How this information can possible affect you is essentially determined by what role you play in the real estate market.

The Buyer
While it could be said that buyers missed the mark by not purchasing their houses before real estate values increased, this is not necessarily the case. For one thing, buyers are purchasing real estate with a more authentic value. Consider the buyers who purchased when the market began to crash, pre-2008. They congratulated themselves on purchasing a house that was more affordable than their neighbors. But then the market continued to decline...and then it crashed. Those once happy buyers  were now upside down in their mortgages. By purchasing a home when real estate values are in the midst of an upward trend, you will get to watch your equity increase, benefit from the still-low interest rates, and the chances of your new real estate retaining its value is much higher.

The Seller
For some sellers, the news about increasing real estate values might not seem as rosy since they may still be in a position to lose money on their home. However, for every dollar their house increases in value, that buyers are willing to pay, is one less dollar owed on their mortgage. As more buyers hit the market, wanting to get in before housing prices peak, sellers will have a little more bargaining power. Plus, with the influx of investors making use of low interest rates, sellers with attractive homes in marketable communities are getting to unload their property within a week or two. Not too shabby.

The Renters
Renters are in a good position for two reasons:
  • The housing slump and record-high foreclosure rates meant that rents escalated in response to flooded rental markets. Yikes! Why pay high rent when monthly mortgages are often cheaper? Many renters have used this opportunity to truly buckle down, save money, and qualify for some of the lowest interest rates in real estate history. In other words, its a great time for home renters to become home buyers.
  • Now that more renters, and previous homeowners, are able to buy houses again, the demand for rentals will go down. Basic economic principles state that rental prices should come down as well. If you are a renter who is opting to stay put, keep an eye out on for comparable rental rates in your area and renegotiate with your landlord to lower your rent.
Real Estate Developers
Developers were hit hard by the real estate crash, as were the thousands of construction workers who found themselves out of a job. The news that the housing slump has ended will hopefully bring developers back out into the forefront, and help to re-employ thousands of laid-off workers. It will be good for the economy, good for the real estate market, and good for the general well-being of blue-collar workers.
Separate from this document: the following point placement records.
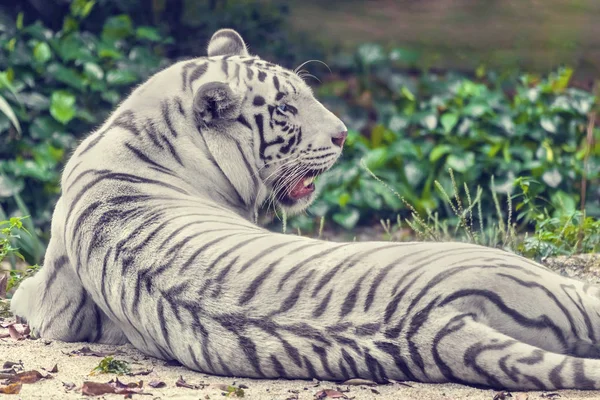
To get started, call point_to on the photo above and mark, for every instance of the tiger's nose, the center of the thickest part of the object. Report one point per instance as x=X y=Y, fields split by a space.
x=339 y=138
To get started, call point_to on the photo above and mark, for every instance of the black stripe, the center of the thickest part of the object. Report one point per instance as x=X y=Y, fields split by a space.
x=166 y=115
x=225 y=67
x=244 y=122
x=350 y=300
x=172 y=150
x=197 y=73
x=144 y=158
x=184 y=72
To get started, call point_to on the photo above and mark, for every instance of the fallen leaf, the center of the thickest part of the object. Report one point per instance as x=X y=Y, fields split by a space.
x=86 y=351
x=114 y=386
x=96 y=389
x=330 y=394
x=358 y=382
x=14 y=333
x=120 y=385
x=28 y=377
x=13 y=388
x=140 y=372
x=3 y=285
x=182 y=383
x=13 y=365
x=502 y=395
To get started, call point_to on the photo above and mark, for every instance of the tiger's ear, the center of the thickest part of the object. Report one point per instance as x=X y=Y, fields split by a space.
x=227 y=42
x=215 y=102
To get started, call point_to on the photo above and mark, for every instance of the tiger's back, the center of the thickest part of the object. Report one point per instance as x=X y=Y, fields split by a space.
x=153 y=242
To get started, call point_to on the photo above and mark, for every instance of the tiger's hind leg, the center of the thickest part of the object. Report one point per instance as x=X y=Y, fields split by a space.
x=56 y=306
x=469 y=352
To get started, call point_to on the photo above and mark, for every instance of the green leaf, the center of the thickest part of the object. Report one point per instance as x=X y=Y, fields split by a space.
x=82 y=8
x=476 y=109
x=7 y=110
x=449 y=121
x=93 y=70
x=42 y=52
x=62 y=106
x=116 y=28
x=120 y=77
x=549 y=124
x=148 y=33
x=376 y=158
x=429 y=121
x=439 y=151
x=348 y=218
x=67 y=76
x=370 y=54
x=407 y=93
x=461 y=163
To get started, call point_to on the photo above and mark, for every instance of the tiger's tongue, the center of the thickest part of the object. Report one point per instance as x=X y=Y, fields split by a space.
x=302 y=188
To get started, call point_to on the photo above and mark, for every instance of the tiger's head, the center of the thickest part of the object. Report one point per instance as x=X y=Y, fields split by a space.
x=271 y=117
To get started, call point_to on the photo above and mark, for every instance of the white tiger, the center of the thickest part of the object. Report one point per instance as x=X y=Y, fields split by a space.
x=153 y=242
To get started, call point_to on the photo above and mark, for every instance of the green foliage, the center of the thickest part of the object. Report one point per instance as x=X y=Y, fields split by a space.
x=55 y=87
x=18 y=276
x=109 y=365
x=8 y=234
x=409 y=129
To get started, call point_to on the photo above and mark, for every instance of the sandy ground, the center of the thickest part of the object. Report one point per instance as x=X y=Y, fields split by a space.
x=42 y=355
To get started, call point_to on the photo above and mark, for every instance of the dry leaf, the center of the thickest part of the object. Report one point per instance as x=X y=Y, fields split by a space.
x=330 y=394
x=13 y=365
x=14 y=333
x=114 y=386
x=502 y=395
x=86 y=351
x=13 y=388
x=182 y=383
x=96 y=389
x=140 y=372
x=358 y=382
x=28 y=377
x=3 y=285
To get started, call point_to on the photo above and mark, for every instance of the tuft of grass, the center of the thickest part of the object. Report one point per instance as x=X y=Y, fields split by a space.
x=109 y=365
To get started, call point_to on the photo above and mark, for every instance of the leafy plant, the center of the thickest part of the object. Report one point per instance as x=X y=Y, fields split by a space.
x=8 y=233
x=18 y=276
x=55 y=87
x=410 y=129
x=109 y=365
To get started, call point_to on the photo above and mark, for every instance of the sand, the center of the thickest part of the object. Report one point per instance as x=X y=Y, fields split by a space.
x=41 y=354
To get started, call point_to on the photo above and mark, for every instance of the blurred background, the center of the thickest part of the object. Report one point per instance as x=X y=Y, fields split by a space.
x=502 y=93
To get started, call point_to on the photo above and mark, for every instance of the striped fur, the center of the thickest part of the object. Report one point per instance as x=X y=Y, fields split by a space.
x=154 y=243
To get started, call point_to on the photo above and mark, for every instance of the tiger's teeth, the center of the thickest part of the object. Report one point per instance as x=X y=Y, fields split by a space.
x=308 y=181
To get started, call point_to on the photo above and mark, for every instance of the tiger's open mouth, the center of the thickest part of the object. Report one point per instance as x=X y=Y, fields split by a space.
x=298 y=189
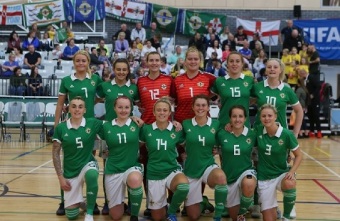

It's a known fact that real estate values tend to be higher in spring and summer, and then decline in fall and winter. But as long as people hold on to their jobs, consumer confidence continues to rise, and real estate values continue to increase, it's looking like next July's single family home statistics will reflect that positive real estate trends have continued.

Real World Results for the Peninsula
If the incredible interest in the Pacific Place project is any indication, here in the Peninsula things are a bit different. We've got a very unique economy out here mainly as a result of being smack dab in the middle of the producers of so many advancements in tech, it really does create a unique situation where what's trending across California or the US doesn't always apply 100% to us.